Many last mile B2C deliveries are conducted by gig economy drivers. This presents some unique insurance challenges, according to Mee, starting with the fact that most drivers aren’t aware of the commercial use exclusion on their personal auto policy, so there’s a pretty big education gap that needs to be filled.
“Once drivers understand they need business insurance, they then have to navigate the insurance requirements and options provided by whichever delivery platform they are using,” he added. “Several of the platforms only cover excess coverage that kicks in after the driver’s policy is exhausted, while others offer no insurance options at all.
“E-commerce delivery is that much more costly and complex, as gig economy drivers are faced with steep – and often prohibitive – premiums as they get shoehorned into a policy that was built for more traditional trucking operations. This ultimately leaves drivers either paying high prices for excess limits and a set of coverages they don’t need, or liable for the theft and damage of goods under their care.”
To better serve this emerging last mile and gig economy delivery space, Liberty Mutual Insurance has launched a new motor cargo product for the small commercial market. The ground-up build offers lowered limits, a comprehensive base contract and a broad set of proprietary coverage options – providing the flexibility that last mile delivery drivers and operators need to protect the goods under their care, at a cost that matches the risk.
“Prior to the Liberty Mutual motor cargo offering, last mile delivery drivers and operators had to rely on the same coverage as traditional long-haul trucking despite having very different risk profiles,” Mee told Insurance Business. “Now, small commercial customers have access to a product that is sophisticated enough for larger last mile delivery trucking operations, and flexible enough for the previously underserved regional box truck and independent gig operator segments.
“In addition to flexibility and affordability, improving the underwriting experience was also important.
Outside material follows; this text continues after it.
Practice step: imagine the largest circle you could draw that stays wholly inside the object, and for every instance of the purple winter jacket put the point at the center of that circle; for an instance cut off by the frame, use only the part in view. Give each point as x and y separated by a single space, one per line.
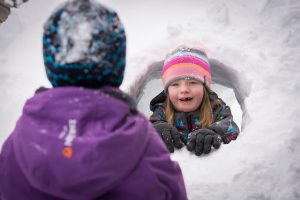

Previously, writing a motor truck cargo policy would take days, if not weeks. The Liberty Mutual motor cargo product streamlined the underwriting experience to allow agents and brokers to quote and bind in less than 10 minutes, meaning small commercial customers can get on the road and delivering quickly, a prospect that is particularly critical for gig economy drivers.
“Agents and brokers also play a critical role in mitigating these challenges and filling the insurance gap. They offer the education and advice customers need to make smart insurance decisions, which is especially important for a complex market like last mile.”
E-commerce and the need for last mile B2C delivery was on the rise prior to the pandemic, but the industry has really exploded over the past two years. According to an April 2021 report from the World Economic Forum, 36% more delivery vehicles are expected to be on the roads by 2030.
“Because of the pandemic, consumers are more comfortable relying on delivery than ever and customer expectations have fundamentally changed,” said Mee. “Fast delivery is no longer a benefit; it’s the new standard. And last mile delivery is a critical piece of the e-commerce equation, with the businesses that serve the space responsible for doing the hard and complex work of getting goods from their distribution hub to a consumer’s doorstep.”
Liberty Mutual’s motor cargo product is available through Liberty Mutual-appointed agents and brokers, and was designed to serve fleets with fewer than 50 vehicles that deliver within a radius of less than 500 miles.